Gwam Gwam Gwam…

…Why my mother has taken to signing off her texts and emails to me with her name ‘Oby’? Is this a trap?

Look, I am not paranoid. I just know my mother and living with her has prepared me not just for rolling with the punches but rolling away from them. My mother was very Old Testament we were growing up; swift to take offence, swifter to act still, delivering those dreaded mouth flicks that made you feel and look like you pissed off a few hundred bees. It was as if Jesus never happened. She’s only little so we all decided that the best retribution would be to grow taller, away from the knocks on the head and those ear-yanks that made you suddenly realise just what spirits did with the ear of a dog.

(Okay, I still don’t know. But whatever it is, I’m sure it hurts like shit. I am not swearing. I mean one of those obstructive ones that make your day worse on coming out so that it would have been better if they stayed on the insidewhatamIdoingdiscussingthiskindofnonsense?)

I swear my mother once pulled my ear so hard that for a week or so I was like Spider Man. I could hear butterflies in flight and smell rain even when the skies were bright blue. When I told her I could smell the unwashed liver smell which was the sole preserve of our house help Petrolina on the carpenter Pius, she knocked me so hard that my hearing returned to normal.

“That’s for spying,” she said, before giving me half a bottle of coke as a reward.

You see why I am so well-adjusted. And why I became a journalist.

Nevertheless, I shan’t take to calling my mother Oby , thank you very much. When it rains my left knee still hurts from the first – and last – time I attempted it as a joke and she threw a high-heeled shoe at me.

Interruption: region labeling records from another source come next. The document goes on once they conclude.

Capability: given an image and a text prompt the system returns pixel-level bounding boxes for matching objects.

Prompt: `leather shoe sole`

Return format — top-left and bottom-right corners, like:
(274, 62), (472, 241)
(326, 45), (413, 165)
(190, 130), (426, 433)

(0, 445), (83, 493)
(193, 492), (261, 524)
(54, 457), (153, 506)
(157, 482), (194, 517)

8 thoughts on “Gwam Gwam Gwam…

  1. Lol @ your ears, nose and etc reacting to your mother beating you. I have also had a high heeled shoe, ice cream (at France) and a bunch of keys thrown at me. I was not afraid of my mum. It was mostly my dad I was afraid of as he played bad cop. I didn’t take my mum seriously but there was a particular way she would call my name when I did something wrong. She must have altered my head because I can still remember it. I’m sure there were times she beat me, but she didn’t need to. All she had to do was give me “the look” as if lasers would come out of her eyeballs and reduce me to ashes!

    They weren’t funny at the time but it’s hilarious when I remember it all now. My favourite is the look that my parents would give me if I acted out in public. It translated to “Don’t worry, I’ll deal with you at home”. Lol!!!

  2. I just realise I completely avoided the question. Maybe it’s not a trap and it’s her phone settings. Some smart phones do that. If it’s not phone settings, it’s a trap. I would be confused of my dad sent me a text with his name at the end, lol!

  3. “When I told her I could smell the unwashed liver smell which was the sole preserve of our house help Petrolina on the carpenter Pius, she knocked me so hard that my hearing returned to normal”.

    smh! *unwashed liver smell* where do you come up with these similes.

    All this ‘gwam gwam gwam’ matter. Just ask her na.